While the study of art crime is, necessarily, at this point more anecdotal than scientific, due to the poor, incomplete, and often inaccessible statistics, the major police forces agree on the extent and severity of art crime, and its links to Organized Crime, which make it a crime to take very seriously, indeed.
In ARCA's many projects and conferences, those with whom we have worked have conveyed the fact that art crime is the third-highest-grossing criminal trade, behind only drugs and arms, and have underlined with countless examples the links with Organized Crime since 1960. Organized Crime, which includes but is not limited to major Mafias (it also includes any group of three or more individuals working together in a diverse array of criminal enterprises for long-term collective goals), is responsible for some activity in the life of the crime. This is least often the theft or looting itself, which is done by mercenary burglars or local tomb raiders. But syndicates have the international networks necessary to take stolen objects off the hands of the thieves, smuggle them abroad, launder them, and sell them on. Because of this, art crime funds all of Organized Crime's other activities, from the drug and arms trade to terrorism.

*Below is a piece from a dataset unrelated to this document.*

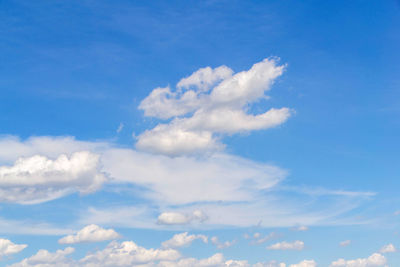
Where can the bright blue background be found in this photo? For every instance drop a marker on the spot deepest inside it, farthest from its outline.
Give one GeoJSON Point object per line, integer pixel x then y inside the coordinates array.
{"type": "Point", "coordinates": [80, 68]}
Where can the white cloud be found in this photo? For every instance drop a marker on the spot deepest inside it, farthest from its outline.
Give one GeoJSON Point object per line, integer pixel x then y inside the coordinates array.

Individuals from the major world art police have quoted these facts repeatedly, as have art criminals, lawyers, security staff, criminologists and more. But it is difficult to find published, publicly available statements to back this up. For anyone looking for a good, reliable source to cite when quoting information about art crime as the third-highest-grossing criminal trade, and the involvement of Organized Crime, need look no further than the US Department of Justice and the US Central Bureau of Interpol:
Cultural Property Crimes Program
The annual dollar value of art and cultural property theft is exceeded only by the trafficking in illicit narcotics and arms. The illegal trade of works of art and cultural property is as dangerous as these crimes. The criminal networks that traffic in the illicit sale of Works of Art and Cultural Property are often times the same circles that deal in illegal drug, arms dealing, and other illegal transactions. It has also been found recently that many insurgent and terrorist groups fund their operations through the sales and trade of stolen Works of Art and Cultural Property.